8. Infeksi sekunder dihindarkan (bila mungkin penderita diisolasi dalam kamar yang
suci hama).
9. Imunoterapi, merupakan cara pengobatan yang terbaru. Setelah tercapai remisi dan
jumlah sel leukemia cukup rendah (105 - 106), imunoterapi mulai diberikan.
Pengobatan yang aspesifik dilakukan dengan pemberian imunisasi BCG atau dengan
Corynae bacterium dan dimaksudkan agar terbentuk antibodi yang dapat memperkuat
daya tahan tubuh. Pengobatan spesifik dikerjakan dengan penyuntikan sel leukemia
yang telah diradiasi. Dengan cara ini diharapkan akan terbentuk antibodi yang
spesifik terhadap sel leukemia, sehingga semua sel patologis akan dihancurkan
sehingga diharapkan penderita leukemia dapat sembuh sempurna.
10. Cara pengobatan.
Setiap klinik mempunyai cara tersendiri bergantung pada pengalamannya. Umumnya
pengobatan ditujukan terhadap pencegahan kambuh dan mendapatkan masa remisi
yang lebih lama. Untuk mencapai keadaan tersebut, pada prinsipnya dipakai pola
dasar pengobatan sebagai berikut:
a.

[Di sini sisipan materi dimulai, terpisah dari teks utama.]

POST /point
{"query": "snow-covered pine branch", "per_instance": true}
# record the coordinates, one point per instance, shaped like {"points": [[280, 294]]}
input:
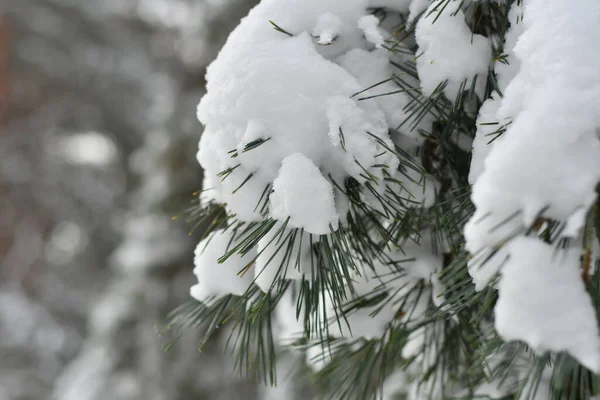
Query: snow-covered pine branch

Induksi
Dimaksudkan untuk mencapai remisi, yaitu dengan pemberian berbagai obat tersebut
di atas, baik secara sistemik maupun intratekal sampai sel blast dalam sumsum tulang
kurang dari 5%.
b. Konsolidasi
Yaitu agar sel yang tersisa tidak cepat memperbanyak diri lagi.
c. Rumat (maintenance)
Untuk mempertahankan masa remisi, sedapat-dapatnya suatu masa remisi yang lama.

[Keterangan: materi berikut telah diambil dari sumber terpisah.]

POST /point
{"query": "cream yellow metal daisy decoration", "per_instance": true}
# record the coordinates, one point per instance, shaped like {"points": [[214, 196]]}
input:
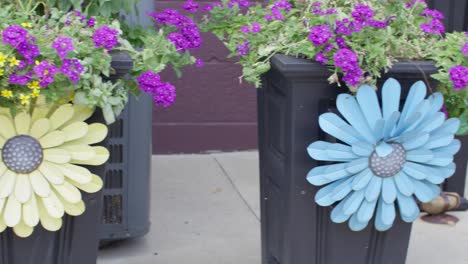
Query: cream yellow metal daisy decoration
{"points": [[40, 165]]}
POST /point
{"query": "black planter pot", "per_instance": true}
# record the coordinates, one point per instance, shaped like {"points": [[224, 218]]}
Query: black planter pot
{"points": [[295, 230], [455, 11], [75, 243]]}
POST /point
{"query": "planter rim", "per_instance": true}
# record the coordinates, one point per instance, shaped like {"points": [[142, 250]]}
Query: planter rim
{"points": [[291, 66]]}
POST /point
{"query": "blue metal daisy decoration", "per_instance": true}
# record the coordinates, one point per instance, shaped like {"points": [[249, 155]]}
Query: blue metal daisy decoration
{"points": [[389, 157]]}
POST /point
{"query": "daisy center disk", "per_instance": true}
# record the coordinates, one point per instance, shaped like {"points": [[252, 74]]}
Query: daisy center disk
{"points": [[22, 154]]}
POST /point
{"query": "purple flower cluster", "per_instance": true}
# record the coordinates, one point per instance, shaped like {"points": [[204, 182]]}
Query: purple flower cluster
{"points": [[243, 49], [20, 79], [348, 61], [435, 25], [187, 36], [464, 49], [459, 77], [19, 38], [46, 72], [72, 68], [191, 6], [317, 10], [320, 35], [241, 3], [276, 10], [106, 37], [163, 93], [255, 28], [63, 45]]}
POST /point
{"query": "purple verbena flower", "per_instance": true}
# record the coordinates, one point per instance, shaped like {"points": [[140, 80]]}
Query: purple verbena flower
{"points": [[320, 35], [243, 49], [46, 72], [63, 45], [106, 37], [72, 68], [15, 35], [459, 77], [20, 79], [191, 6]]}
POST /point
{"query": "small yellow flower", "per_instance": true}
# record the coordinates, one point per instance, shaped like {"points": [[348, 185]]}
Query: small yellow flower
{"points": [[35, 93], [6, 93], [33, 85], [24, 99], [13, 62], [26, 24]]}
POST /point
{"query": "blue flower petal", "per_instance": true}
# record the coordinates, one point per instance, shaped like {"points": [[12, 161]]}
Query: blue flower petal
{"points": [[385, 215], [404, 183], [439, 140], [441, 159], [321, 150], [388, 190], [416, 171], [451, 149], [336, 127], [369, 104], [338, 215], [362, 149], [409, 209], [450, 126], [373, 189], [366, 211], [362, 179], [419, 155], [356, 225], [353, 203], [426, 191], [390, 124], [349, 108], [415, 96], [357, 165], [391, 92]]}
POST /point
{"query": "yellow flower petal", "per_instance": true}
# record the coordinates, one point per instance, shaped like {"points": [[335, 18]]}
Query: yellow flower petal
{"points": [[53, 205], [31, 212], [7, 183], [40, 128], [68, 192], [95, 185], [23, 230], [101, 156], [7, 130], [22, 188], [48, 222], [80, 152], [57, 155], [53, 139], [76, 173], [39, 183], [96, 133], [12, 213], [74, 209], [61, 116], [22, 123], [51, 172], [76, 130]]}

Biasanya dilakukan dengan pemberian sitostatika separuh dosis biasa.
d. Reinduksi
Dimaksudkan untuk mencegah relaps. Reinduksi biasanya dilakukan setiap 3-6 bulan
dengan pemberian obat-obat seperti pada induksi selama 10-14 hari.
e. Mencegah terjadinya leukemia susunan saraf pusat.

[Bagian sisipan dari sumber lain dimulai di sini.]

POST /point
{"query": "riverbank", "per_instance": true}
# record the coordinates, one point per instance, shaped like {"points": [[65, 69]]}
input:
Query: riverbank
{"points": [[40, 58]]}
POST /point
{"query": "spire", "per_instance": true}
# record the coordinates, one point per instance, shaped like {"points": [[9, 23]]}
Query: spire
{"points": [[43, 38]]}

Untuk hal ini diberikan MTX intratekal pada waktu induksi untuk mencegah
leukemia meningeal dan radiasi kranial sebanyak 2.4002.500 rad. untuk mencegah
leukemia meningeal dan leukemia serebral. Radiasi ini tidak diulang pada reinduksi.
f. Pengobatan imunologik
Diharapkan semua sel leukemia dalam tubuh akan hilang sama sekali dan dengan
demikian diharapkan penderita dapat sembuh sempurna. (Sutarni Nani, 2003)
KONSEP ASUHAN KEPERAWATAN
1. Pengkajian keperawatan
a. Identitas
Acute lymphoblastic leukemia sering terdapat pada anak-anak usia di bawah 15
tahun (85%) , puncaknya berada pada usia 2 4 tahun. Rasio lebih sering terjadi
pada anak laki-laki daripada anak perempuan.
b. Riwayat Kesehatan
1) Keluhan Utama : Pada anak keluhan yang sering muncul tiba-tiba adalah demam,
lesudan malas makan atau nafsu makan berkurang, pucat (anemia) dan
kecenderungan terjadi perdarahan.
2) Riwayat kesehatan masa lalu : Pada penderita ALL sering ditemukan riwayat
keluarga yang erpapar oleh chemical toxins (benzene dan arsen), infeksi virus
(epstein barr, HTLV-1), kelainan kromosom dan penggunaan obat-obatann seperti
phenylbutazone dan khloramphenicol, terapi radiasi maupun kemoterapi.
3) Pola Persepsi - mempertahankan kesehatan : Tidak spesifik dan berhubungan dengan
kebiasaan buruk dalam mempertahankan kondisi kesehatan dan kebersihan diri.
Kadang ditemukan laporan tentang riwayat terpapar bahan-bahan kimia dari
orangtua.
4) Pola Nurisi : Anak sering mengalami penurunan nafsu makan, anorexia, muntah,
perubahan sensasi rasa, penurunan berat badan dan gangguan menelan, serta
pharingitis. Dari pemerksaan fisik ditemukan adanya distensi abdomen, penurunan
bowel sounds, pembesaran limfa, pembesaran hepar akibat invasi sel-sel darah putih
yang berproliferasi secara abnormal, ikterus, stomatitis, ulserasi oal, dan adanya
pmbesaran gusi (bisa menjadi indikasi terhadap acute monolytic leukemia)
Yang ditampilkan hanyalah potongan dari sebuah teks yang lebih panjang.